This blog post is a part of my own personal development within data science and machine learning. With these blog posts I will share my learnings as a way to encapsulate the knowledge and bring more people on board. If you find any mistakes or alternatives approaches, feel free to comment and provide your feedback.
Visualizing your data is one of the best ways to understand it.

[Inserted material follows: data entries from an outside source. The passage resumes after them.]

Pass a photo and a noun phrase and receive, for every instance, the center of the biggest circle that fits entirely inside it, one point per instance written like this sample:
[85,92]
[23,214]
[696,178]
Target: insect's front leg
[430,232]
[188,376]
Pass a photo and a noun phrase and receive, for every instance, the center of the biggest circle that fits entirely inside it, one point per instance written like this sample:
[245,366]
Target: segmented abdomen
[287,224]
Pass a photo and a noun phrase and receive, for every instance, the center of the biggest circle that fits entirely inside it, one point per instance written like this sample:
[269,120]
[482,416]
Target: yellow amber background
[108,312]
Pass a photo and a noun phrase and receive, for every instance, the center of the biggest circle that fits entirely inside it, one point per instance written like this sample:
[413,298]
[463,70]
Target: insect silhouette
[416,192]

There are many different approaches to “seeing” the data – different chart types, dimensions, etc. In this blog post, we will look at the Breast Cancer Wisconsin (Diagnostic) Data Set (https://archive.ics.uci.edu/ml/datasets/Breast+Cancer+Wisconsin+(Diagnostic)). The data set is easy to get using scikit-learn (http://scikit-learn.org/stable/index.html), as its built in with the load_breast_cancer (http://scikit-learn.org/stable/modules/generated/sklearn.datasets.load_breast_cancer.html) function.
The data set contains 569 samples of features from digitized images of a fine needle aspirate of breast mass. It has 30 dimensions, which we will scale down into a manageable dimension so that we can visualize it – in 3D. We will also create a heat map of the features to gain an understanding of how the scaling/decomposition affects the data set.
We will be using Python to work with the data set. Additionally, we will use Jupyter Notebook to host the visualizations. You can use any environment that you like, if you want to follow along. If you don’t have an environment configured, you can use tools like Azure Machine Learning Workbench (https://docs.microsoft.com/en-gb/azure/machine-learning/preview/quickstart-installation) or Anaconda (https://anaconda.org/).
We will first be importing the libraries we need. These will help us to load the data, perform data processing and visualizations. We will be using the following libraries:
- NumPy – powerful array object and more.
- pandas – data structures and data analysis tools and more.
- scikit-learn – machine learning tools.
- Plotly – graphic library for interactive graphs and more.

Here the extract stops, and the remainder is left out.